3 March 2015
The US Association for Molecular Pathology (AMP) recently published a report on incidental findings in clinical genome sequencing, reviewing next generation sequencing technology in terms of its effect on the laboratory and the patient. The report is a new and interesting addition to the ongoing discussion on how best to integrate genome sequencing into clinical practice; a topic the PHG Foundation has covered previously in its report Realising Genomics in Clinical Practice.
The need for a pathology voice on clinical genomics
The AMP argues that the perspectives of laboratories and of patient autonomy have been mostly overlooked in favour of a discussion about the nature of incidental findings themselves, and in how and when they are provided, especially following the debate caused by the publication of the recommendations of the American College of Medical Genetics and Genomics (ACMG). That debate focused on the recommendation that patients, as a condition of receiving clinical genome sequencing, should be obliged to accept feedback of incidental findings in the form of a set of specific disease-associated genetic variants. Although their position was eventually amended by further comment from the ACMG, a gap remained in the discussion – a gap this new AMP report seeks to fill.
The laboratory perspective
In terms of the laboratory perspective, the AMP argues that reporting specific sets of incidental findings has implications in a number of different areas including consent, analysis, and cost.
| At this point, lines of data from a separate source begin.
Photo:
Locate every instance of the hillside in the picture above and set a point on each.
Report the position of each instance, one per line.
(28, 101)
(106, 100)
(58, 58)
For example, if a laboratory decides to provide an opt-out for patients, it becomes necessary to modify the analysis to reveal or mask information on whatever specific set of genes are used (such as the 56 recommended for reporting by the ACMG). Changes in recommendations about which genes should be reported would necessitate changes to laboratory workflow.
The AMP also noted that a significant time requirement is added to the laboratory if it needs to report incidental findings for all people undergoing whole-exome sequencing, including family members of the person for whom the sequence was clinically requested (in order to identify the disease-causing variants). Both of these things increase costs, and in the case of the second point, put that laboratory at a competitive disadvantage in comparison to laboratories that perform only targeted analysis of family members.
The patient perspective
For patients, the AMP was of the view that the possibility of receiving incidental findings would not necessarily be desirable for a number of reasons: it may cause more distress than clinical benefit; or it may negatively affect the ability of the recipient to take out certain insurance policies.
Correlations with UK recommendations
The AMP report makes a series of recommendations based on these, and other, observations, a number of which chime with those of the PHG Foundation’s Realising Genomics report. This is especially the case in terms of its recommendations about how to consent a patient for clinical sequencing: the AMP state, for example, that because whole-exome and -genome sequencing are much more complex than single-gene analysis, ‘patients and their families will need to be educated about the possible types of results that could be returned’, and that during the consent process it should be made clear whether the patient or other family members have the option of choosing not to receive incidental results.
This view corresponds with the PHG Foundation’s position on the need for transparency of information during the consent process, and that patients should be informed about the nature and likelihood of incidental findings and be given the opportunity to express their view as to whether incidental findings are disclosed.
The AMP report is a valuable addition to a developing area of policy, but it remains to be seen in what changes actually materialise in the US. The UK is currently consulting on new proposals for genomics laboratory reorganisation that recognise the importance of molecular pathology laboratories in delivery of clinical genome sequencing.